Allgemeine Informationen

Die Bestattung ist grundsätzlich frühestens 48 Stunden nach Eintritt des Todes möglich. Leichen sollen innerhalb von acht Tagen seit dem Eintritt des Todes bestattet oder eingeäschert worden sein. Sie können erd- oder feuerbestattet werden. Urnen sind innerhalb eines Monats nach der Einäscherung beizusetzen. Mit Ausnahme der Seebestattung besteht für alle Bestattungen in Niedersachsen gesetzlicher Friedhofszwang.

Bei einem Todesfall haben Sie als Ehegattin oder Ehegatte bzw. als Verwandte/r des Verstorbenen die Pflicht, unverzüglich einen Arzt zu verständigen.

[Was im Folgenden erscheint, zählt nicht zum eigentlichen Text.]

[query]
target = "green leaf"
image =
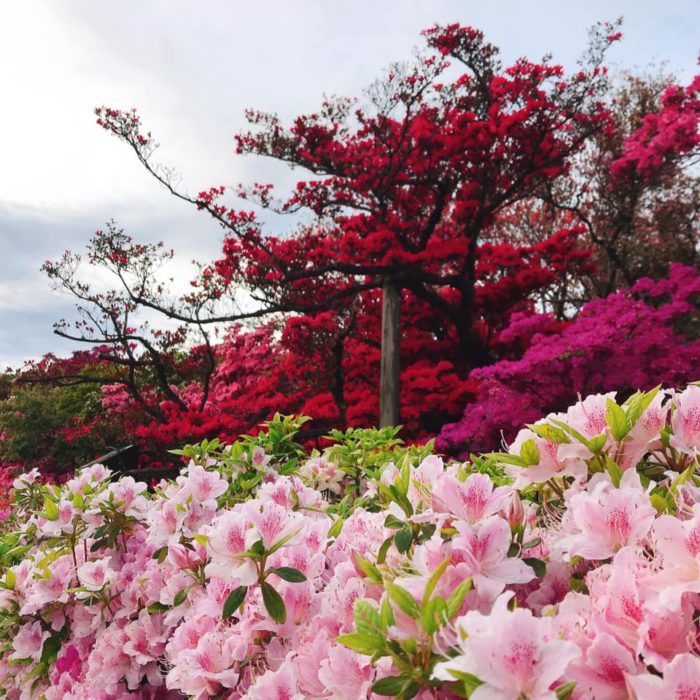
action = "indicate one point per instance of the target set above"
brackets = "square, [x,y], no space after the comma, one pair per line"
[362,643]
[155,608]
[50,509]
[280,543]
[454,602]
[290,574]
[616,419]
[505,458]
[160,554]
[273,603]
[406,602]
[10,579]
[432,614]
[614,470]
[386,614]
[435,577]
[563,692]
[403,539]
[49,652]
[549,433]
[381,554]
[596,444]
[638,403]
[369,569]
[234,601]
[393,523]
[336,527]
[537,565]
[390,685]
[471,682]
[180,596]
[401,499]
[367,618]
[529,453]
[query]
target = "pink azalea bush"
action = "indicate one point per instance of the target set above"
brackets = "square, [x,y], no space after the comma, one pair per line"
[567,566]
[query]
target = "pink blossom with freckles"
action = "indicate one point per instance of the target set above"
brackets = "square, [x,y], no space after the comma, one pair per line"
[28,642]
[273,522]
[231,535]
[685,421]
[514,653]
[94,575]
[606,519]
[556,459]
[472,499]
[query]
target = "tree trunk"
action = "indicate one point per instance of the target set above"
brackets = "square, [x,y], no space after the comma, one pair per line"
[389,374]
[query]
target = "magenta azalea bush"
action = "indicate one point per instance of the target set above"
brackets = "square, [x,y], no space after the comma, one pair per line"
[633,339]
[566,567]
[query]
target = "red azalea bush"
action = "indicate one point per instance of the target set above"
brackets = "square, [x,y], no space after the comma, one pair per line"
[567,567]
[636,338]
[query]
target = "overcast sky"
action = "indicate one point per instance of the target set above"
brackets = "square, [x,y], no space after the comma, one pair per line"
[191,68]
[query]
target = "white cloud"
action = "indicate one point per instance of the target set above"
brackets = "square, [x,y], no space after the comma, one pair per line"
[191,69]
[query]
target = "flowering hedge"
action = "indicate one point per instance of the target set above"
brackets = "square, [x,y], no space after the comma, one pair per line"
[566,567]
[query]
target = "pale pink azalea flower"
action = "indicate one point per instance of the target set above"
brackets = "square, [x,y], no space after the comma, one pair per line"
[553,588]
[323,474]
[588,416]
[604,519]
[185,558]
[260,459]
[24,481]
[556,459]
[210,667]
[206,485]
[483,548]
[307,661]
[50,586]
[273,523]
[667,633]
[197,517]
[678,547]
[472,499]
[129,493]
[513,653]
[645,434]
[681,681]
[231,535]
[345,674]
[94,576]
[685,421]
[602,672]
[165,523]
[145,638]
[28,642]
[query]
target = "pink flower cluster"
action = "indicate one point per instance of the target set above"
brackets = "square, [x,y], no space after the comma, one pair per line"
[567,567]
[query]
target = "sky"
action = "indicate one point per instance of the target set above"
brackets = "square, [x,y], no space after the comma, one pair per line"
[191,69]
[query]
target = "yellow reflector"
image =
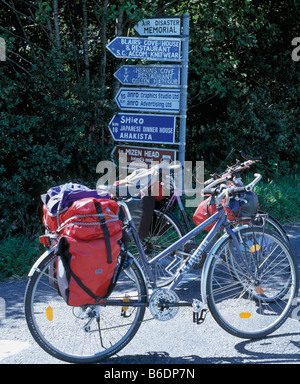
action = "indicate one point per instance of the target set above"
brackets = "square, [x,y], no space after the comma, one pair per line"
[254,248]
[245,315]
[125,300]
[49,313]
[259,290]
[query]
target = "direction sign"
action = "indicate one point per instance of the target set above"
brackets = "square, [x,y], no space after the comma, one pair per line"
[145,155]
[143,128]
[152,48]
[151,75]
[168,26]
[149,100]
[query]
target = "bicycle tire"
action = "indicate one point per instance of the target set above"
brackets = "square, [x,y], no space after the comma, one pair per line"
[245,308]
[64,333]
[165,229]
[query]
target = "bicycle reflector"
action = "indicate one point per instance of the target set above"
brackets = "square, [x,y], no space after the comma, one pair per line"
[245,315]
[254,248]
[49,313]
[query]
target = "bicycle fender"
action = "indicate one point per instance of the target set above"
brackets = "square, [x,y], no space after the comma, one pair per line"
[212,254]
[39,260]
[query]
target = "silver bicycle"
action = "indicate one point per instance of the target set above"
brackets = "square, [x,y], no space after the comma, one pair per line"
[249,291]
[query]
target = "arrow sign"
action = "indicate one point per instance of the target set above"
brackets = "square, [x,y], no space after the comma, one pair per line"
[143,128]
[147,155]
[159,27]
[151,75]
[148,100]
[153,48]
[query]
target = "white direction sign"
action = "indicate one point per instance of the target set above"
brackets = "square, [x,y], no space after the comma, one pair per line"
[168,26]
[149,100]
[149,75]
[151,48]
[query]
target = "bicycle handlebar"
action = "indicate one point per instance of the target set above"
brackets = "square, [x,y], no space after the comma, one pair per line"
[253,158]
[232,190]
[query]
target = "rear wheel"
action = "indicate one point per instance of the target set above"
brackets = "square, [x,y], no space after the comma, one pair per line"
[86,334]
[252,298]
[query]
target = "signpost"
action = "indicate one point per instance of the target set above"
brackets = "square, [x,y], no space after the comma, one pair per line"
[145,155]
[167,26]
[153,48]
[149,100]
[149,75]
[165,85]
[143,128]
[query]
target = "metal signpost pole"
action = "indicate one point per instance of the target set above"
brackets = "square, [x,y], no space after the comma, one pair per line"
[184,86]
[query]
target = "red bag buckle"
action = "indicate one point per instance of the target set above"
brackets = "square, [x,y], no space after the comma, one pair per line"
[45,240]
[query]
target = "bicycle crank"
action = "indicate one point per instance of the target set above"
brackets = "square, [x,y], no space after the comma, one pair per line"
[164,304]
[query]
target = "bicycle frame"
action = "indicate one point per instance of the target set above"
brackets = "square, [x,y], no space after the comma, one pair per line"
[221,221]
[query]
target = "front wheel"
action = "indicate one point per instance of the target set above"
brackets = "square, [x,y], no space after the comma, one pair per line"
[86,334]
[252,296]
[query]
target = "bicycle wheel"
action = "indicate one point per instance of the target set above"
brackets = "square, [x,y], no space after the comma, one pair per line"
[165,229]
[86,334]
[252,298]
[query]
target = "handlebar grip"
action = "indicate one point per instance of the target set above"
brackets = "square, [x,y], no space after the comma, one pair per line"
[250,157]
[234,190]
[209,191]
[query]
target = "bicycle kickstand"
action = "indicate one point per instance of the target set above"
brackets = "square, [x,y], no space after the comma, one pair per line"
[199,313]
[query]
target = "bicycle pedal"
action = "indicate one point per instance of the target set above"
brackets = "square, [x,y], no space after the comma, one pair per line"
[199,317]
[199,313]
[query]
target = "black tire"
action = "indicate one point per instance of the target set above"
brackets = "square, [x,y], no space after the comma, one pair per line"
[246,308]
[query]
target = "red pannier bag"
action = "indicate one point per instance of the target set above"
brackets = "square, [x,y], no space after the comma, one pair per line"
[81,219]
[88,251]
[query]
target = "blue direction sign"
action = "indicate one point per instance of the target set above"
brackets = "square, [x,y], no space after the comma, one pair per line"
[143,128]
[151,75]
[149,100]
[152,48]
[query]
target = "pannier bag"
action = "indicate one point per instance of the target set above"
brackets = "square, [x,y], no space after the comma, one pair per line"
[237,210]
[88,248]
[85,270]
[88,251]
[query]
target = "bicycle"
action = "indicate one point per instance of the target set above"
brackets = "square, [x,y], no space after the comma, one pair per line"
[166,228]
[250,295]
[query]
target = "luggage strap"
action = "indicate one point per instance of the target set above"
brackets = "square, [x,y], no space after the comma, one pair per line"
[105,231]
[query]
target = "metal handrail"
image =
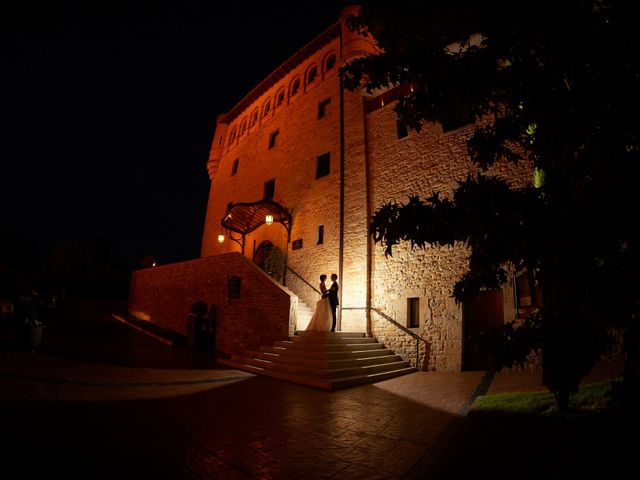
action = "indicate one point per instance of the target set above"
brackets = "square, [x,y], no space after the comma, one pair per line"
[405,330]
[302,278]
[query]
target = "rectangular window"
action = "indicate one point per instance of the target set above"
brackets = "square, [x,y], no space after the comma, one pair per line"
[402,129]
[322,107]
[413,312]
[272,138]
[323,165]
[269,189]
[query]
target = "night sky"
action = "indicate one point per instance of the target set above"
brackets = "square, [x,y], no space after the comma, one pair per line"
[108,111]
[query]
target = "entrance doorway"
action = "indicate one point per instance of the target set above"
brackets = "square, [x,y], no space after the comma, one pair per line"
[480,313]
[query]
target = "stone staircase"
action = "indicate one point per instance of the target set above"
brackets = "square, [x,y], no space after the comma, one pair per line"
[324,360]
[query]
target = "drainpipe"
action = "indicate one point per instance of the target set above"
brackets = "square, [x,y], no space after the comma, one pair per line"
[342,160]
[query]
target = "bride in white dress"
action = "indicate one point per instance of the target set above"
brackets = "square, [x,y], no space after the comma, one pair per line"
[322,317]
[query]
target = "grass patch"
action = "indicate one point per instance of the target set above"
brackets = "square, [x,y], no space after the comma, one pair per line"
[593,396]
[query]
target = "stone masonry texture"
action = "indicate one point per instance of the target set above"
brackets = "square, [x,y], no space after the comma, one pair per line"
[378,168]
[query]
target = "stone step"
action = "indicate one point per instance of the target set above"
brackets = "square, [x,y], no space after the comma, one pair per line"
[322,354]
[337,373]
[323,347]
[324,362]
[323,383]
[331,334]
[332,340]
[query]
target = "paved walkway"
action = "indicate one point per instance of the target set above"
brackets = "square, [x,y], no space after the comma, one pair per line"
[223,423]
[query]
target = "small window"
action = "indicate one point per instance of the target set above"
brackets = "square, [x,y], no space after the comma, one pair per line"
[272,138]
[254,118]
[330,62]
[267,108]
[322,107]
[269,189]
[413,312]
[401,129]
[311,76]
[295,86]
[323,165]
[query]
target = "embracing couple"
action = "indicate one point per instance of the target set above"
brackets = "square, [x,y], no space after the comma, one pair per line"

Dieser nimmt die Leichenschau vor und stellt eine Todesbescheinigung aus, die Sie unverzüglich dem Standesamt zuleiten müssen.

Zur Bestattung verpflichtet sind in dieser Reihenfolge: Ehegatte oder eingetragener Lebenspartner, Abkömmlinge (Kinder, Enkelkinder), Vorfahren (Eltern, Großeltern) und Geschwister.

An wen muss ich mich wenden?

Für bestattungsrechtliche Fragen stehen vorrangig die unteren Gesundheitsbehörden zur Verfügung, die bei der Region Hannover, den Landkreisen (mit Ausnahme der Landkreise Göttingen und Lüchow-Dannenberg) und den Städten Braunschweig, Delmenhorst, Emden, Göttingen, Oldenburg, Salzgitter, Wilhelmshaven und Wolfsburg eingerichtet sind.
Friedhofsträger können in Niedersachsen nur staatliche oder kirchliche Gemeinden sein. Einzelne Gemeinden bieten die Möglichkeit einer Urnenbeisetzung auf einem Waldfriedhof an.
Krematorien (Feuerbestattungsanlagen) können in Niedersachsen auch von privaten Trägern betrieben werden.

Die SG Hankensbüttel ist für folgende Friedhöfe zuständig: Allersehl, Alt Isenhagen, Dedelstorf, Emmen, Langwedel, Masel, Oerrel, Repke, Schweimke, Wettendorf, Wierstorf.

Rechtsgrundlage

Gesetz über das Leichen-Bestattungs- und Friedhofswesen (BestattG)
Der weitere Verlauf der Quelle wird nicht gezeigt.